Following the Decree dividing France into departments announced on 22 December 1789, the Province of Alsace was disestablished and formed the departments of Bas-Rhin (Lower Rhine), Haut-Rhin (Upper Rhine), and part of Moselle.

== Culture ==
Alsace historically was part of the Holy Roman Empire and the German realm of culture. Since the 17th century, the region has passed between German and French control numerous times, resulting in a cultural blend. German traits remain in the more traditional, rural parts of the culture, such as the cuisine and architecture, whereas modern institutions are totally dominated by French culture.

=== Symbolism ===
==== Strasbourg ====
Strasbourg's arms are the colours of the shield of the Bishop of Strasbourg (a band of red on a white field, also considered an inversion of the arms of the diocese) at the end of a revolt of the burghers during the Middle Ages who took their independence from the teachings of the Bishop. It retains its power over the surrounding area.

==== Flags ====

There is controversy around the recognition of the Alsatian flag. The authentic historical flag is the Rot-un-Wiss; Red and White are commonly found on the coat of arms of Alsatian cities (Strasbourg, Mulhouse, Sélestat...) and of many Swiss cities, especially in Basel's region. The German region Hesse uses a flag similar to the Rot-un-Wiss. As it underlines the Germanic roots of the region, it was replaced in 1949 by a new "Union jack-like" flag representing the union of the two départements. It has, however, no real historical relevance. It has been since replaced again by a slightly different one, also representing the two départements. With the purpose of "Francizing" the region, the Rot-un-Wiss has not been recognized by Paris. Some overzealous statesmen have called it a Nazi invention – while its origins date back to the 11th century and the Red and White banner of Gérard de Lorraine (aka. d'Alsace). The Rot-un-Wiss flag is still known as the real historical emblem of the region by most of the population and the départements' parliaments and has been widely used during protests against the creation of a new "super-region" gathering Champagne-Ardennes, Lorraine and Alsace, namely on Colmar's statue of liberty.

=== Language ===
Although German dialects were spoken in Alsace for most of its history, the dominant language in Alsace today is French.

The traditional language of the région is Alsatian, an Alemannic dialect of Upper German spoken on both sides of the Rhine and closely related to Swiss German. Some Frankish dialects of West Central German are also spoken in "Alsace Bossue" and in the extreme north of Alsace. Neither Alsatian nor the Frankish dialects have any form of official status, as is customary for regional languages in France, although both are now recognized as languages of France and can be chosen as subjects in lycées.

Although Alsace has been part of France multiple times in the past, the region had no direct connection with the French state for several centuries.
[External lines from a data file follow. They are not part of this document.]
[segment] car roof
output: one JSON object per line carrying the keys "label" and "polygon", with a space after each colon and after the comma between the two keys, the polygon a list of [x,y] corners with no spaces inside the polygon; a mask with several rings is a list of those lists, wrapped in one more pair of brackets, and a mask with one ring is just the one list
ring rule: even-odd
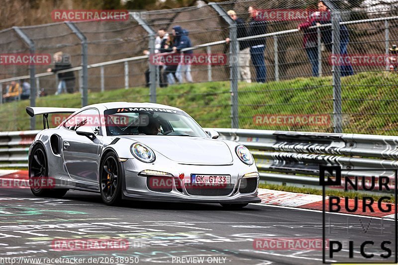
{"label": "car roof", "polygon": [[98,107],[100,106],[105,107],[108,109],[112,108],[166,108],[168,109],[173,109],[174,110],[180,110],[183,111],[183,110],[172,107],[171,106],[168,106],[167,105],[163,105],[162,104],[157,104],[155,103],[137,103],[132,102],[107,102],[105,103],[100,103],[98,104],[94,104],[86,106],[84,108],[89,108],[90,107]]}

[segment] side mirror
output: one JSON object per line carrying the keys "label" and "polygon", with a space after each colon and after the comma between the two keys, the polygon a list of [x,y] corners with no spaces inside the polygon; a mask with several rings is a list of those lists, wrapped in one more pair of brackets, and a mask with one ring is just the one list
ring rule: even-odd
{"label": "side mirror", "polygon": [[210,136],[210,138],[211,139],[217,139],[220,136],[218,133],[214,130],[209,130],[206,132],[207,133],[207,134],[208,134],[209,136]]}
{"label": "side mirror", "polygon": [[86,136],[92,141],[97,138],[93,128],[90,126],[83,126],[79,127],[76,130],[76,134],[78,135]]}

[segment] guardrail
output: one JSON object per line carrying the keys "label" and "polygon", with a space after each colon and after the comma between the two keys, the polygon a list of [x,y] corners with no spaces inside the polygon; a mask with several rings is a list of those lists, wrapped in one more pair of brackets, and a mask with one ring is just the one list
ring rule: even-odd
{"label": "guardrail", "polygon": [[[220,139],[250,149],[261,179],[269,183],[319,188],[320,165],[340,166],[342,176],[349,177],[393,177],[391,172],[381,174],[381,170],[398,169],[398,136],[215,130]],[[39,131],[0,132],[0,168],[27,167],[29,145]]]}
{"label": "guardrail", "polygon": [[27,168],[29,146],[39,131],[0,132],[0,168]]}

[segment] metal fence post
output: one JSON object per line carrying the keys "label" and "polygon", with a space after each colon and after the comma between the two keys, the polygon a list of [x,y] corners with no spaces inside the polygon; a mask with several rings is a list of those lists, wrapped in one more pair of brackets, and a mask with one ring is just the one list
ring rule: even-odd
{"label": "metal fence post", "polygon": [[[29,49],[30,54],[34,54],[36,50],[34,46],[34,42],[32,41],[26,34],[25,34],[21,29],[18,27],[12,27],[14,30],[15,31],[18,35],[29,46]],[[36,106],[36,80],[35,78],[35,68],[33,64],[29,65],[29,74],[30,76],[30,106]],[[2,93],[1,93],[1,96],[2,96]],[[20,98],[20,95],[19,96]],[[1,101],[2,101],[2,99]],[[34,130],[36,128],[36,119],[34,117],[30,118],[30,129]]]}
{"label": "metal fence post", "polygon": [[71,22],[66,22],[65,24],[81,42],[82,44],[82,75],[83,78],[82,91],[82,106],[84,107],[89,104],[89,91],[88,91],[88,64],[87,38],[82,33],[79,28],[74,23]]}
{"label": "metal fence post", "polygon": [[79,70],[79,72],[78,73],[78,75],[79,76],[79,91],[80,92],[81,94],[83,94],[83,71],[82,70]]}
{"label": "metal fence post", "polygon": [[[389,51],[389,48],[390,47],[390,27],[389,25],[389,21],[387,19],[384,20],[384,25],[385,26],[385,36],[386,37],[386,59],[389,58],[389,55],[390,55],[390,52]],[[388,61],[386,60],[386,62]],[[390,66],[389,65],[389,64],[386,63],[386,71],[390,71]]]}
{"label": "metal fence post", "polygon": [[128,62],[124,62],[124,89],[128,88]]}
{"label": "metal fence post", "polygon": [[[207,56],[210,57],[211,54],[211,47],[206,47],[206,53],[207,54]],[[212,78],[211,77],[211,64],[207,64],[207,81],[211,82]]]}
{"label": "metal fence post", "polygon": [[103,69],[103,66],[101,66],[100,67],[100,78],[101,79],[101,92],[103,92],[105,91],[105,82],[103,79],[103,74],[104,74],[104,69]]}
{"label": "metal fence post", "polygon": [[[143,12],[133,12],[132,14],[134,19],[138,22],[138,24],[142,26],[145,31],[148,32],[149,37],[149,53],[153,54],[155,53],[155,36],[156,33],[155,31],[150,27],[148,24],[142,19],[141,14]],[[148,61],[149,62],[149,100],[152,103],[156,102],[156,66],[154,64],[151,64],[150,59]]]}
{"label": "metal fence post", "polygon": [[[332,12],[332,31],[333,48],[332,53],[340,55],[340,14],[338,11]],[[343,132],[341,106],[341,73],[340,66],[333,65],[333,121],[334,132]]]}
{"label": "metal fence post", "polygon": [[278,56],[278,36],[274,35],[274,60],[275,61],[275,81],[279,81],[279,62]]}
{"label": "metal fence post", "polygon": [[36,78],[36,94],[37,96],[40,97],[40,91],[41,91],[40,80],[40,78],[39,78],[38,77]]}
{"label": "metal fence post", "polygon": [[321,42],[320,28],[316,28],[318,42],[318,76],[322,76],[322,43]]}
{"label": "metal fence post", "polygon": [[238,128],[239,123],[239,100],[238,94],[238,81],[239,80],[239,62],[238,53],[239,52],[239,42],[237,40],[237,31],[236,24],[231,18],[225,11],[216,3],[211,2],[209,4],[218,13],[225,21],[229,25],[229,62],[231,80],[231,127]]}

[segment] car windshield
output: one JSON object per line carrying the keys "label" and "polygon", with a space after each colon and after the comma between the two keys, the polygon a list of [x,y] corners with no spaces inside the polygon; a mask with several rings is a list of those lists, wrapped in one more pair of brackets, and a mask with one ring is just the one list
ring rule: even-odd
{"label": "car windshield", "polygon": [[155,108],[107,109],[104,112],[106,133],[114,135],[158,135],[208,137],[184,111]]}

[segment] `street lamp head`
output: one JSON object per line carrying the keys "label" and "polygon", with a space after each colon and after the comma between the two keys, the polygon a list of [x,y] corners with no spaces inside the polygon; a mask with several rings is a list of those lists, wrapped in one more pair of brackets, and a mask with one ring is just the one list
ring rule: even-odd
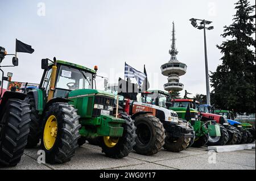
{"label": "street lamp head", "polygon": [[200,24],[202,25],[204,24],[204,22],[205,23],[205,24],[209,24],[212,23],[212,22],[210,22],[210,21],[203,20],[201,22]]}
{"label": "street lamp head", "polygon": [[196,22],[196,20],[195,18],[191,18],[191,19],[189,19],[189,21],[191,21],[191,22]]}
{"label": "street lamp head", "polygon": [[196,21],[192,21],[191,24],[195,28],[196,28],[197,27],[197,23],[196,23]]}

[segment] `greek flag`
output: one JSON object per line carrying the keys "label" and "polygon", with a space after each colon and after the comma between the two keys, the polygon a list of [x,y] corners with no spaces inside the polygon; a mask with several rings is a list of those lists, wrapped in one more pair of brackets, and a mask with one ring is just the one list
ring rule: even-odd
{"label": "greek flag", "polygon": [[137,70],[125,63],[125,77],[134,78],[139,84],[139,86],[141,86],[146,77],[147,76],[144,73]]}

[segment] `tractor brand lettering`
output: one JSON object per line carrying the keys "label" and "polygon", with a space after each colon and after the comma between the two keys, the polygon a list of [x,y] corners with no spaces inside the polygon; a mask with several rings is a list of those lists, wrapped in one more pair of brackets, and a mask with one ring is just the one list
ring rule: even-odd
{"label": "tractor brand lettering", "polygon": [[152,105],[149,104],[144,104],[144,103],[142,103],[142,104],[141,104],[141,105],[144,106],[146,106],[146,107],[153,107],[153,106],[152,106]]}
{"label": "tractor brand lettering", "polygon": [[141,111],[145,111],[146,107],[141,106],[137,106],[135,107],[135,108],[134,110],[135,110],[135,112],[141,112]]}
{"label": "tractor brand lettering", "polygon": [[71,97],[69,97],[68,99],[82,98],[82,97],[86,97],[86,96],[91,96],[91,95],[95,95],[95,94],[88,94],[80,95],[77,95],[77,96],[73,96]]}

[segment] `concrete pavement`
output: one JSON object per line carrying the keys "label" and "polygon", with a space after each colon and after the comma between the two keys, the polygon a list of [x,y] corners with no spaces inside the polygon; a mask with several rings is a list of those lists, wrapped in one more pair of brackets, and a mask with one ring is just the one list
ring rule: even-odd
{"label": "concrete pavement", "polygon": [[55,165],[38,163],[38,150],[26,149],[16,167],[0,169],[255,169],[255,149],[216,153],[209,153],[206,147],[189,148],[180,153],[162,150],[152,156],[133,152],[126,158],[115,159],[105,157],[98,146],[84,144],[76,150],[71,161]]}

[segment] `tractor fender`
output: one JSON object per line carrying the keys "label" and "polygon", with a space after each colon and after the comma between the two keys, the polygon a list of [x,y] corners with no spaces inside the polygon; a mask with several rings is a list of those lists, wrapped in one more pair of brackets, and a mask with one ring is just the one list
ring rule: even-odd
{"label": "tractor fender", "polygon": [[17,99],[23,100],[26,96],[26,94],[17,92],[5,91],[1,98],[0,102],[0,115],[2,115],[2,111],[3,110],[3,107],[5,104],[10,99]]}
{"label": "tractor fender", "polygon": [[44,107],[44,110],[43,111],[43,115],[44,114],[46,110],[47,107],[50,106],[51,104],[55,103],[68,103],[69,102],[73,102],[73,100],[69,100],[68,99],[63,98],[54,98],[49,100],[46,104],[46,106]]}
{"label": "tractor fender", "polygon": [[218,123],[218,122],[217,122],[217,121],[216,120],[209,120],[209,121],[206,121],[205,123],[205,124],[206,125],[208,125],[208,124],[216,124]]}
{"label": "tractor fender", "polygon": [[146,115],[146,114],[152,114],[153,113],[152,112],[148,112],[148,111],[141,111],[141,112],[136,112],[135,114],[134,114],[134,115],[133,115],[131,116],[131,118],[133,119],[133,120],[134,120],[134,119],[137,117],[137,116],[138,116],[138,115]]}
{"label": "tractor fender", "polygon": [[43,111],[45,105],[43,91],[39,89],[33,89],[29,91],[27,94],[34,97],[36,110],[39,112]]}

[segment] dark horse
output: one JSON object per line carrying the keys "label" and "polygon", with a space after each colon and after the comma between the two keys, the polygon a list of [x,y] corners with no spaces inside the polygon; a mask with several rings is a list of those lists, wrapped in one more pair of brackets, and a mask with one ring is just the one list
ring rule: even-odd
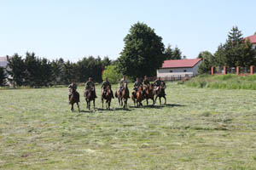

From the end of the Roman Empire (5th century) to the French annexation (17th century), Alsace was politically part of the German world.

The towns of Alsace were the first to adopt the German language as their official language, instead of Latin, during the Lutheran Reform. It was in Strasbourg that German was first used for the liturgy. It was also in Strasbourg that the first German Bible was published in 1466.